IBM Targets Powerful, Lightweight Batteries (MIT Tech Review)
IBM Research is beginning an ambitious project that it hopes will lead to the commercialization of batteries that store 10 times as much energy as today’s within the next five years.
Study: Amazon Deforestation Doesn’t Make Communities Richer (Mongabay)
Deforestation generates short-term benefits but fails to increase affluence and quality of life in the long-run, a new study of forest clearing in 286 municipalities across the Brazilian Amazon finds.
Abrupt Global Warming Could Shift Monsoon Patterns (Science Daily)
A new study tracks how abrupt change in climate historically were associated with a shift of seasonal monsoons, causing more rain to fall over the oceans than in the Earth’s tropical regions, and leading to a dramatic drop in global vegetation growth.
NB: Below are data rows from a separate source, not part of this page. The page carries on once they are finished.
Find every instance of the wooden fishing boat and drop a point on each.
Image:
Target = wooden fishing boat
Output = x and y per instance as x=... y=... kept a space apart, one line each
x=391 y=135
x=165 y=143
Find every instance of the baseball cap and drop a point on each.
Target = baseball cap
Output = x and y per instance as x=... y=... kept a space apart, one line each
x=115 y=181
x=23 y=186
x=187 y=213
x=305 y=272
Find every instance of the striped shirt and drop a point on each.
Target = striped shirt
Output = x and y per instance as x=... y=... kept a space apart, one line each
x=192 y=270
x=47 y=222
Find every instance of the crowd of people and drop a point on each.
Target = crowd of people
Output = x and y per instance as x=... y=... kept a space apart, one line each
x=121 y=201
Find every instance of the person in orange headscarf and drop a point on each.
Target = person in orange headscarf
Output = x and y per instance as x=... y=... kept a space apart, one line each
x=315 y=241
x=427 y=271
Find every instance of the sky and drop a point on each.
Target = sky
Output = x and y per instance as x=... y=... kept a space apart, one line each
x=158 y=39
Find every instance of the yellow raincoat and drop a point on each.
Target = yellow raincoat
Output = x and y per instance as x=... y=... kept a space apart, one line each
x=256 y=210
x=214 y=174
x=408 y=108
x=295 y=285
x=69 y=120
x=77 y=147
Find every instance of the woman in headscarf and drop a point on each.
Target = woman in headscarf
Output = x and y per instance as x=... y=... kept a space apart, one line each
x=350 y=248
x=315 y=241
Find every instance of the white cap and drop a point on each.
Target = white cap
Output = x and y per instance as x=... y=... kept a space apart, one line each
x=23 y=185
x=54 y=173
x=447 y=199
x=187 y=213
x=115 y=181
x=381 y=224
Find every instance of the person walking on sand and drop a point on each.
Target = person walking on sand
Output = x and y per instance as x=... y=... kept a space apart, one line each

As Wind Power Grows, a Push to Tear Down Dams (New York Times)
Some hydropower agencies are starting to go green, embracing wind power and energy conservation. The most aggressive is the Northwest’s Bonneville Power Administration.
For Greening Aviation, Are Biofuels The Right Stuff? (Yale 360)
Biofuels made from algae and non-food plants are emerging as a potentially viable alternative to conventional jet fuels. Although big challenges remain, the reductions in greenhouse gas emissions could be major.